Swine Flu Possibly Linked to Smithfield Pig CAFO | Civil Eats

Swine Flu Possibly Linked to Smithfield Pig CAFO

Until now Confined Animal Feeding Operations (CAFOs), the giant factory farming operations where most animals are raised for meat in the US, have been mostly criticized for the cess pools they produce and for mistreatment of animals and workers. But following from there, as Nicholas Kristof reported in the New York Times recently there is a risk that MRSA, a virulent bacteria without any cure, is being incubated in hog operations in the midwest — a bug that is easily transmissible to humans via our genetic similarities to pigs.  Now, a much bigger problem has presented itself — it seems a new virulent flu, which the World Health Organization is saying has “pandemic potential,” has been possibly linked to a CAFO in Perote, Mexico owned and operated by industrial pork operator Smithfield.

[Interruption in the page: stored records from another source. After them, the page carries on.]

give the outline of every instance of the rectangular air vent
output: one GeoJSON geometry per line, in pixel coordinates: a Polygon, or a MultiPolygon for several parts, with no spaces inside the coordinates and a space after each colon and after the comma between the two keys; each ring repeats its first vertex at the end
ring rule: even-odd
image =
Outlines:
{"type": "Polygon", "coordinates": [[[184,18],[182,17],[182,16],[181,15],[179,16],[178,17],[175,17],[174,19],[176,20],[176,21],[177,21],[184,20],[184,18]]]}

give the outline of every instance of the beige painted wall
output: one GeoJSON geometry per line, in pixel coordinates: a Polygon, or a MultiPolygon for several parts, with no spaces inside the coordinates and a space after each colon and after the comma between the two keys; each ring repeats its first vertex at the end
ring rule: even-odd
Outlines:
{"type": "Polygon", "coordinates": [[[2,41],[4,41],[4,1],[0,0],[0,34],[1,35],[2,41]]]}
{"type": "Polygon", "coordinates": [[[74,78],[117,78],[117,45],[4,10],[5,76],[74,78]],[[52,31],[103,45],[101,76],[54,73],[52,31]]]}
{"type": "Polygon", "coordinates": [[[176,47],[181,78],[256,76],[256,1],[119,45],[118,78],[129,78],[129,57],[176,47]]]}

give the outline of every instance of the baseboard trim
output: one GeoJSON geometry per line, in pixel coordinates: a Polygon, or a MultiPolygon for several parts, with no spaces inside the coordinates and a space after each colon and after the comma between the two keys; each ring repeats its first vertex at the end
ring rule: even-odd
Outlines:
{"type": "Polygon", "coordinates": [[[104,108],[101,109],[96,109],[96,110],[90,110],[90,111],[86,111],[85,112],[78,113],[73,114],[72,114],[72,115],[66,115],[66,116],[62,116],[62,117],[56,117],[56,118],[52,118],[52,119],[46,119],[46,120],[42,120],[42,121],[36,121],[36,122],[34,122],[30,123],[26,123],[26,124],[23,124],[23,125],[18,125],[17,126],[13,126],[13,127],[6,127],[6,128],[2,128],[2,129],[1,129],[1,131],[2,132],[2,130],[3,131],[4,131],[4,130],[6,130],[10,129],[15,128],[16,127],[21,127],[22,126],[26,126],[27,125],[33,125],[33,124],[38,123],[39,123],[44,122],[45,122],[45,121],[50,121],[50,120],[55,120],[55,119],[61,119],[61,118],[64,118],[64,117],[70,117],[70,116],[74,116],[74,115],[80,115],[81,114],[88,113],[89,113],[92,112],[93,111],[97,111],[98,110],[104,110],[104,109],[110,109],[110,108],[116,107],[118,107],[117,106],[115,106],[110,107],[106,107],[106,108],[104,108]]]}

Smithfield is the world’s largest pork producer.  At the Perote, Mexico facility operated by Smithfield subsidary Granjas Carroll, 950,000 pigs were raised and sold for meat in 2008. According to the disease-tracking site Biosurveillance:

Residents [of La Gloria, Perote Municipality, Veracruz State, Mexico] believed the outbreak had been caused by contamination from pig breeding farms located in the area. They believed that the farms, operated by Granjas Carroll, polluted the atmosphere and local water bodies, which in turn led to the disease outbreak. According to residents, the company denied responsibility for the outbreak and attributed the cases to ‘flu.’ However, a municipal health official stated that preliminary investigations indicated that the disease vector was a type of fly that reproduces in pig waste and that the outbreak was linked to the pig farms. It was unclear whether health officials had identified a suspected pathogen responsible for this outbreak.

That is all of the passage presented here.